2018-05-10 12:03:13 +09:00
Ian Barwick
8320179f34 Add configuration file parameter "config_directory"
This enables explicit provision of an external configuration file
directory, which if set will be passed to "pg_ctl" as the -D
parameter. Otherwise "pg_ctl" will default to using the data directory,
which will cause some operations to fail if the configuration files
are not present there.

Note this is implemented primarily for feature completeness and for
development/testing purposes. Users who have installed "repmgr" from
a package should not rely on "pg_ctl" to stop/start/restart PostgreSQL,
instead they should set the appropriate "service_..._command" for their
operating system. For more details see:

    https://repmgr.org/docs/4.0/configuration-service-commands.html

Note: in a future release, the presence of "config_directory" in repmgr.conf
will be used to implictly set "--copy-external-config-files=samepath" when
cloning a standby; this is a behaviour change so will be implemented in the
next major realease (repmgr 4.1).

Implements GitHub #424.
2018-04-25 11:58:24 +09:00
Ian Barwick
cda952f1e4 Add "dbname=replication" to all replication connection strings
Previously repmgr was attempting to make replication connections
with "dbname" set to the repmgr database name.
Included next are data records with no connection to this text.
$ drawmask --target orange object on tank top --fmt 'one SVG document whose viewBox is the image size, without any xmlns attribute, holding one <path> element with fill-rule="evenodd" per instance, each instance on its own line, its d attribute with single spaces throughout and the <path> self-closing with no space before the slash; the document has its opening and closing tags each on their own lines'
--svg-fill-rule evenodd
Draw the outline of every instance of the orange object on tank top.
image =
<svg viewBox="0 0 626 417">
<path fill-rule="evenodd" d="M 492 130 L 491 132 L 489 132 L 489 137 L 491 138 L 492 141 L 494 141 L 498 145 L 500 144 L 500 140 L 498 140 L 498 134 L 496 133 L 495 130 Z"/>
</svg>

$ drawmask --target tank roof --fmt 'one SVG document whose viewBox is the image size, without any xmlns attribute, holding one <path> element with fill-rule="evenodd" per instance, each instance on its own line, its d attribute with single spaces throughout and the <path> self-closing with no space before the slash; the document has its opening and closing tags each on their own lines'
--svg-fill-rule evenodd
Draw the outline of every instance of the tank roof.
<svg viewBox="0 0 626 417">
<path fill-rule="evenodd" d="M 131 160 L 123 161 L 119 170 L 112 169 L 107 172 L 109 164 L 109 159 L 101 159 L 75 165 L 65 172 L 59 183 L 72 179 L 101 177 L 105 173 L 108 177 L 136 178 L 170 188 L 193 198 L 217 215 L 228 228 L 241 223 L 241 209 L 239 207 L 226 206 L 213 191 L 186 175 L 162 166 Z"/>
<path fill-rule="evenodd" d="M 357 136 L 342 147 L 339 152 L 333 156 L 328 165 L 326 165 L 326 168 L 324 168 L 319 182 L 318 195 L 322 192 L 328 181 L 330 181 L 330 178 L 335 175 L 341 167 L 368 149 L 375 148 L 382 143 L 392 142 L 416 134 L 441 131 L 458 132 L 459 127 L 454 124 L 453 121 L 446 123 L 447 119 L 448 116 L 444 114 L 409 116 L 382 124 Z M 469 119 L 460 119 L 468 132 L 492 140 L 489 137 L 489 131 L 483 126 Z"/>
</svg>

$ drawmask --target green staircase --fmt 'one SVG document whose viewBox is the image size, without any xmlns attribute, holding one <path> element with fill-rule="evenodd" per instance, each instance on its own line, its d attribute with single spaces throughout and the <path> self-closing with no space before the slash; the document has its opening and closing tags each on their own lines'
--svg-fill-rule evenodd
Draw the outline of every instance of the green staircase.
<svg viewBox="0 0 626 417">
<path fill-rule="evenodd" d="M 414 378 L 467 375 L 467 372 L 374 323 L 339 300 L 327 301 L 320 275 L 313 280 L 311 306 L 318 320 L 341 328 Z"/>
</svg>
While this works
if e.g. the repmgr user also has replication permissions, it will
fail if a dedicated replication user is specified, who only has
permission to access the virtual "replication" database.

Change this to use "dbname=replication" if the replication connection
user is different to the normal repmgr database user.

(We could just always set it to "replication", but that might break
existing installations e.g. where a .pgpass file is in use and there's
no "replication" entry for the normal repmgr database user).

Addresses GitHub #421.
2018-04-12 16:11:16 +09:00
Ian Barwick
62c29aab32 Don't issue a CHECKPOINT after promoting a standby.
Issuing a CHECKPOINT immediately after promoting a standby may impact
performance. Commit 239a548e9d ensures
one is only issued when required, i.e. during a switchover when
pg_rewind will be executed.

This reverts commit a2068768ab.
2018-04-09 14:35:54 +09:00